65.5
On Strategic Comparison of Fossil-Fuel Production Chains: Drawing Lessons from North American LNG and Bitumen Cases

Saturday, 21 July 2018: 13:30
Location: 104A (MTCC NORTH BUILDING)
Oral Presentation
James (Jamie) LAWSON, University of Victoria, Canada
This paper examines the work-process and infrastructural foundations of power relationships and strategic possibilities that surround the material work processes of fossil-fuel extraction, refinement, and export. Drawing on the diverse literatures for analyzing commodity/production chains or networks, it contributes to the development of an analytical framework for its own power-oriented analysis. It draws on early mixed-methods research into three distinct export-oriented production networks (bitumen SAGD, strip-mined bitumen, and liquefied natural gas by hydraulic fracturation) that derive specific fossil fuels from extraction sites in the interior of Western Canada. Transportation and communications infrastructure are crucial in shaping and channeling the various flows necessary to project extractive capacity into resource frontier sites. They are also central in the degree to which concentration of flow control, quantitative flow asymmetries, and flow disproportion can give rise both to technical problems of production and power asymmetries in conflicts that target the network itself.

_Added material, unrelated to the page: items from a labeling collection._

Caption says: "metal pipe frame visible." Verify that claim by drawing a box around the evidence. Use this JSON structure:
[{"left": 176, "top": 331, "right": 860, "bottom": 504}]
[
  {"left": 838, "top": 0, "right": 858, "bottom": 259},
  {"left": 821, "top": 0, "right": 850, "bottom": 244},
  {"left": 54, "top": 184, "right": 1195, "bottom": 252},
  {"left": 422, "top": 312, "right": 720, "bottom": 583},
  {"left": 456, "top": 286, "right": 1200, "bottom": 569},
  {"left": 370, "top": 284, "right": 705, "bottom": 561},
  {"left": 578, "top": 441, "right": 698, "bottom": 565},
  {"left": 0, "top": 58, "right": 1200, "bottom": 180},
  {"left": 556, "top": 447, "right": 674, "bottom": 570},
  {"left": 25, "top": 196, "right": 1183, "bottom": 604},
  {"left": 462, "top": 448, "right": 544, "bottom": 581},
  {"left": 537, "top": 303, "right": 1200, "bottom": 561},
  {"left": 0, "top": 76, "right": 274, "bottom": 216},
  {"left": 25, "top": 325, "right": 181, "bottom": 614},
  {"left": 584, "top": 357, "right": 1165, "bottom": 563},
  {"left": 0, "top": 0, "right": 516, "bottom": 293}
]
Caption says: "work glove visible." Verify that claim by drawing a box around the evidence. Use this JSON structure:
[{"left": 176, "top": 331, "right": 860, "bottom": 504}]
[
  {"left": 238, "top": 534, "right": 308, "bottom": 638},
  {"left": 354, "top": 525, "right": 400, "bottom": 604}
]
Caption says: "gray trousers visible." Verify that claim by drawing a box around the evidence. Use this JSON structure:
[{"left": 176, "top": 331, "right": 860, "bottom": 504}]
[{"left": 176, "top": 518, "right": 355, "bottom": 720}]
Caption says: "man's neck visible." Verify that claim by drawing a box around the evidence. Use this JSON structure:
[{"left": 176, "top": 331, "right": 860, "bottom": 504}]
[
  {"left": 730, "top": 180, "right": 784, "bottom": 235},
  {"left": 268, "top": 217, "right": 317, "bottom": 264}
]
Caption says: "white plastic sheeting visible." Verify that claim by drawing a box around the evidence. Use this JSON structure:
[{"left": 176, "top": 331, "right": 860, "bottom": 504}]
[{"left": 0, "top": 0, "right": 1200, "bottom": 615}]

Examples of this are evident in the degree to which different networks see conflict emerge over stages in routine extraction, upgrading and transport of the resource, or alternatively over disruption or delay in staged construction of new extractive, upgrade, transport, storage capacity. This comparative project is intended to generate a framework for explaining the particular sites of socio-political contestation that emerge regarding network impacts, and particularly those sites that correspond to particular nodes and corridors of the network itself.